January 9, 2008 – Las Vegas, NV

(AP) First there was iPod, then iPhone, and now the latest addition to the iLife family.

The next phase of Apple’s plan to reinvent itself as a consumer electronics company was unveiled Tuesday at the 2008 CES by Apple CEO Steve Jobs, and it received a warm reception from Wall Street. The touch-screen-controlled device answers the phone, babysits the kids, watches soap operas, shops for groceries, and has a unique killer app: a reminder function.

Jobs received a thunderous applause for the unveiling of iWife, the digital spouse for all of us. Steve Jobs announced that iNag would be the biggest draw. “Imagine a device that not only remembers your undone tasks, but also finds novel ways to nudge you about completing them,” Jobs said. The feature licenses a SmartSense technology that ratchets up the frequency of reminders and decibel level of the alarm as the task gets more postponed. “We couldn’t sell it without a snooze, but this gives us an edge,” he said.

The biggest technological hurdle in iNag was the interface. “Let’s be honest,” Jobs added. “The sort of person who puts off tasks probably puts off the entries too. We settled on a streamlined interface that works transparently in the background.”

The iRemember function logs all tasks into the iNag queue. iRemember also stores snippets of the owner’s conversations, and is well-equipped to bring those statements back in the future. “Who wouldn’t want a record of everything he ever said?”

Analysts were even more bullish on Jobs’ announcement that the iNag would eventually come in other configurations. The initial iNag, marketed to men, will reach sales targets by exploiting those men who are compelled to be on the bleeding edge of technology. The “iNag for women” will come with some key modifications. “I know a lot of working women who’ve stated their wish that they could have a wife at home doing the chores while they’re at the office. iWill ought to be just the ticket, taking out garbage, cleaning gutters, lawncare, and a whole host of home-improvement tasks.

Jobs predicted less friction toward the iWill penetrating the female demographic, as many women have become accustomed to replacing men with mechanical devices.

[tags]iPhone, humor, Ike Pigott, Occam’s RazR, Steve Jobs, Apple[/tags]

Comments

  1. If Jobs is planning on penetrating the female demographic with mechanical devices, he’ll need yet another name for it: iVibe.

  2. John Wagner says:

    Ha! Great post. I’m going iCrazy with all this Apple gushing.
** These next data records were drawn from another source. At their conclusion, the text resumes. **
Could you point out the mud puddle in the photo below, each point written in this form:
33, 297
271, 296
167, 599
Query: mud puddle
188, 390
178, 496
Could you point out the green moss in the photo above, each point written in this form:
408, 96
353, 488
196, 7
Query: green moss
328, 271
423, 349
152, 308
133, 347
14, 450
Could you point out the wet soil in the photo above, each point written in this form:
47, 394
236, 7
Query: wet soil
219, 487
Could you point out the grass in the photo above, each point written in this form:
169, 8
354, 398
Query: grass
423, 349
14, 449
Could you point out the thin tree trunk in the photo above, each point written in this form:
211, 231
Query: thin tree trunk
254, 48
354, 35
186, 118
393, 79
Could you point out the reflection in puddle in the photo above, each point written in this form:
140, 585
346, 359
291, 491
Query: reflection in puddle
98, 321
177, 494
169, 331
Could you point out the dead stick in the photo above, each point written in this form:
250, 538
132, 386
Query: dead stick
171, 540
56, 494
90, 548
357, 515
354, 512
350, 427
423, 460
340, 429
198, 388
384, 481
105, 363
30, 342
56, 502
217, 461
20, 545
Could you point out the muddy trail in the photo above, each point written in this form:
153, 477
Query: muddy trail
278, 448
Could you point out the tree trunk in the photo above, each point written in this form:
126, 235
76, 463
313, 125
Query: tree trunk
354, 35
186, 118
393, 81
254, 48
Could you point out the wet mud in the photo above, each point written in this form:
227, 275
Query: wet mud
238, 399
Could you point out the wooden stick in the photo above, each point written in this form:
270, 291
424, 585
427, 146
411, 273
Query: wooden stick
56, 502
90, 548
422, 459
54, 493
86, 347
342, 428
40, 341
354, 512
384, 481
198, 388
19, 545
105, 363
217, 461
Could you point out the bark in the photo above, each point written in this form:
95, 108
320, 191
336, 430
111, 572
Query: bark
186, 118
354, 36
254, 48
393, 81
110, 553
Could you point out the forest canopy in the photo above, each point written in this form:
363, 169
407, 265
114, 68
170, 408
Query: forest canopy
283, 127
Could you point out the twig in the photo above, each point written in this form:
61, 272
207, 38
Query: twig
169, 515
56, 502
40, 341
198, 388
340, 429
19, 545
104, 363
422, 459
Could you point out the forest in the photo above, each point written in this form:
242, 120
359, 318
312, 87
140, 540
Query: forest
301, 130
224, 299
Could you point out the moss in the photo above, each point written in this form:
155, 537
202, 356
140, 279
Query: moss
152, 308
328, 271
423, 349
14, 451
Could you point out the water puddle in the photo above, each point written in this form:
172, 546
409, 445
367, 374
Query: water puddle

  3. An iWife that “babysits the kids, watches soap operas, shops for groceries…” — sounds like the 1970s, not 2008. And iNag? Wow, not even sure what to say about that.

  4. Kami Huyse says:

    You are in trouble with the women Pigott, tread lightly. Plus, this can go two ways:

    In response to the announcement by Apple, Cisco announced that they were introducing the iHusband — it doesn’t do anything at all but complain about how the iWife steals its thunder.